Was waren die grössten Gummis, die Karpfen und / oder Schleie gefangen haben??

Zoodl


----------



## bennie (9. Mai 2007)

*AW: Mit Gummifisch/Twister auf Karpfen??*

wollte es im sommer praktizieren... bissel füttern und dann schaun was kommt.... halt mittags bei stalken


----------



## fantazia (9. Mai 2007)

*AW: Mit Gummifisch/Twister auf Karpfen??*

kann mir irgendwie nich vorstellen das man in nem richtigen see oder fluss mit dieser methode mehr fängt als mit normalen karpfenködern.is zwar nee tolle und fazinierende methode karpfen zu fangen aber in nem richtigen see oder fluss glaube ich irgendwie nich das man damit so gut abschneidet im gegensatz zu anderen ködern.also für mich uninteressant.mal zum testen und spielen aber um damit selektiv auf karpfen zu fischen?


----------



## bennie (9. Mai 2007)

*AW: Mit Gummifisch/Twister auf Karpfen??*

man muss sie halt vor der nase haben denke ich. im 1ha teich zu bewerkstelligen. ich bin experiementierfreudig


----------



## Birger (31. Mai 2007)

*AW: Mit Gummifisch/Twister auf Karpfen??*

Hi,
also nach langer Abstinenz melde ich mich hier auch mal zu Wort, hatte sehr viel zu tun in letzter Zeit.

Also das Friedfischtwister funktioniert einwandfrei.
Trick bei der Sache ist, dass man mit dem Futterneid der Fische spekuliert: es liegt ein loser Futtertepich da mit einigen kleinen Maiskörnern. Fressen nun die Kleinfische davon, werden auch die Karpfen irgendwann aufmerksam. Das Futter m uss aber so liegen, dass die Fische suchen müssen, also keine Ballen anfüttern, sonder flächig anfüttern.
Ist ein Schwarm Karpfen am Platz, muss es für jeden Fisch schnell gehen, denn viel gibt es nicht zu fressen:
Also picken sich die größten Fische schnell die größten Partikel vom Futterplatz (die sind ja nicht umsonst so groß geworden, fressen eben schneller und mehr als die anderen).

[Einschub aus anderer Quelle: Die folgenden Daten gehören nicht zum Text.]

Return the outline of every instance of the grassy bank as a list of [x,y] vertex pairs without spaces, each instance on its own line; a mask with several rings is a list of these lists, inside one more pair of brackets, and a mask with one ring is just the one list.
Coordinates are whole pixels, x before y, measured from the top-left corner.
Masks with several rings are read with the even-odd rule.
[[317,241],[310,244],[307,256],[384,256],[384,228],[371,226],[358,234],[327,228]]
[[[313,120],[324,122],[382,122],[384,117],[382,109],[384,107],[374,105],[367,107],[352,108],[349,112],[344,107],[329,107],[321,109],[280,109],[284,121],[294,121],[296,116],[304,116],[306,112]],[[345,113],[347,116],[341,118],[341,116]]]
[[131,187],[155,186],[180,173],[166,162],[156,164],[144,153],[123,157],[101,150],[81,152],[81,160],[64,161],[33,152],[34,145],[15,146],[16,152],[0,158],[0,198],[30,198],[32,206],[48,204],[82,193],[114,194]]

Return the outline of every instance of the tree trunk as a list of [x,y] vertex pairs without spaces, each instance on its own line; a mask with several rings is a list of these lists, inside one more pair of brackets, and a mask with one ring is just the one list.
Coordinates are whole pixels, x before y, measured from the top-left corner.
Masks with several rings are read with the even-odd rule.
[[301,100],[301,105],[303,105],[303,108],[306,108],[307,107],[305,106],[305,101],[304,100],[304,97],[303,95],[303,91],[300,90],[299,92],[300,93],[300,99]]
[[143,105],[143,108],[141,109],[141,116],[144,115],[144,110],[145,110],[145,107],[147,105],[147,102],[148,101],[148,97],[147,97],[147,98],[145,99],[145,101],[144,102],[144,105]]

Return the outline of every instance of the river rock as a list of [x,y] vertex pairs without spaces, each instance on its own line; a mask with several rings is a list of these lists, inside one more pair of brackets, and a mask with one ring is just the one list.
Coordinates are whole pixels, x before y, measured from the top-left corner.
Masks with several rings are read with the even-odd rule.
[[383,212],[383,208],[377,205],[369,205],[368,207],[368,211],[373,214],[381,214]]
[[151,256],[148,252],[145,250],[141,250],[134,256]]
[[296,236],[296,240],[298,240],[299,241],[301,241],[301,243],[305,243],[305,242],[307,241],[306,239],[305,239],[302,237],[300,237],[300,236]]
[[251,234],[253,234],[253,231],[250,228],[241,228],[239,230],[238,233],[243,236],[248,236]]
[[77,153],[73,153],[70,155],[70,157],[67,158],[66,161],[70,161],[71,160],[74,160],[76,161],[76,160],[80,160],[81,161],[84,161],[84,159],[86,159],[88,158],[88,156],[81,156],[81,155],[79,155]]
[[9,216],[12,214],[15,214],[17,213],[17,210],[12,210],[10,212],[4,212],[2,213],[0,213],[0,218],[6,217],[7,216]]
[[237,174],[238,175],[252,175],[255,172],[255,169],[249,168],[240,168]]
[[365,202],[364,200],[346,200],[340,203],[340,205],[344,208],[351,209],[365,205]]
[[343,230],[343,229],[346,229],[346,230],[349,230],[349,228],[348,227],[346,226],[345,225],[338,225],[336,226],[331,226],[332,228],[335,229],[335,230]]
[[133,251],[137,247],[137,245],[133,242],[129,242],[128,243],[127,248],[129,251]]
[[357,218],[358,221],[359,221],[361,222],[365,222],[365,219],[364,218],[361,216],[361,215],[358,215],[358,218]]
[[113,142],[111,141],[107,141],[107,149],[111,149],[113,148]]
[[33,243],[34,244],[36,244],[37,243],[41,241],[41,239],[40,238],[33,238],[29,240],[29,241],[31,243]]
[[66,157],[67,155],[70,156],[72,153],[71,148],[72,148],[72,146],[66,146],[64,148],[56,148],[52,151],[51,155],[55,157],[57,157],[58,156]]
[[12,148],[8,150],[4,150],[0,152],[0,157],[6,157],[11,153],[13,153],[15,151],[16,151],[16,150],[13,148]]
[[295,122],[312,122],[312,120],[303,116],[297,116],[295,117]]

Das größte "Maiskorn" ist aber nun der Twister, der auch noch am Jigkopf senkrecht (standup-Effekt) auf dem Grund steht. 
Passt die Farbe, kommt der Biss 100%.

Im Prinzip ist es nichts anderes, als mit sonstigen Ködern zu fischen, nur das man den Vorteil hat, dass die Karpfen sowas noch nicht kennen. 
Ich würde nicht behaupten, dass man so unbedingt besser fängt, aber auch definitiv nicht schlechter!
Und der größere Spaßfaktor am normalen Spinngeschirr ist auf jeden Fall auf meiner Seite. Bei einer Selbsthakmontage hat man doch den interessantesten Teil des Angelns (Biss+Anhieb) verpasst. Reizt mich als Spinnfischer überhaupt nicht.


----------



## OnTheMove (31. Mai 2007)

*AW: Mit Gummifisch/Twister auf Karpfen??*

Die sache klingt einfach nur interessant!!! ich werde es auf jeden fall mal versuchen!!!!


----------



## rob (31. Mai 2007)

*AW: Mit Gummifisch/Twister auf Karpfen??*

macht sicher viel spass an der spinne mit anschlag und drill.
wir machen das ähnlich mit der fliegenrute.binden dazu maisfliegen (etwas grösser als ein maiskorn) die wir in einem maisteppich ablegen und warten bis die karpfen zum platz kommen.schlagen entweder auf sicht oder nach kurzem zug an der schnur an.
das ganze funz auch mit boilieimitaten.haben mit gelben und roten gefangen.bei den roten wurden erdbeer oder tutti frutti angefüttert.
hat zwar mit fliegenfischen an sich nichts zu tun,macht aber seeeehr viel freude!
lg aus wien
rob


----------



## Birger (31. Mai 2007)

*AW: Mit Gummifisch/Twister auf Karpfen??*

Das erstaunliche daran ist ja, dass die Karpfen einen falsch riechenden Köder nehmen. Also die Twister hab ich so aus der Tüte genommen und draufgezogen, ohne Lockstoffe oder sonstwas. Ne Boiliefliege wird auch nicht wirklich gut riechen.
Da steht natürlich wieder die Frage nach den ganzen Flavours, die man "unbedingt" beim Karpfenangeln braucht im Raum...


----------



## rob (31. Mai 2007)

*AW: Mit Gummifisch/Twister auf Karpfen??*

servus birger!
wir dippen die boiliefliegen natürlich auch nicht....sonst wäre es ja kein fliegenfischen:q
denke der karpfen riecht das futter am teppich und saugt dann in der gier alles ein was dort liegt und ähnlich aussieht.glaube auch,das ihm da die größeren "futterstücke" am teppich reizen und er schnell versucht vor den anderen das teil einzusaugen.
lg rob


----------



## fjordkobold (31. Mai 2007)

*AW: Mit Gummifisch/Twister auf Karpfen??*



Birger schrieb:


> Das erstaunliche daran ist ja, dass die Karpfen einen falsch riechenden Köder nehmen. Also die Twister hab ich so aus der Tüte genommen und draufgezogen, ohne Lockstoffe oder sonstwas. Ne Boiliefliege wird auch nicht wirklich gut riechen.
> Da steht natürlich wieder die Frage nach den ganzen Flavours, die man "unbedingt" beim Karpfenangeln braucht im Raum...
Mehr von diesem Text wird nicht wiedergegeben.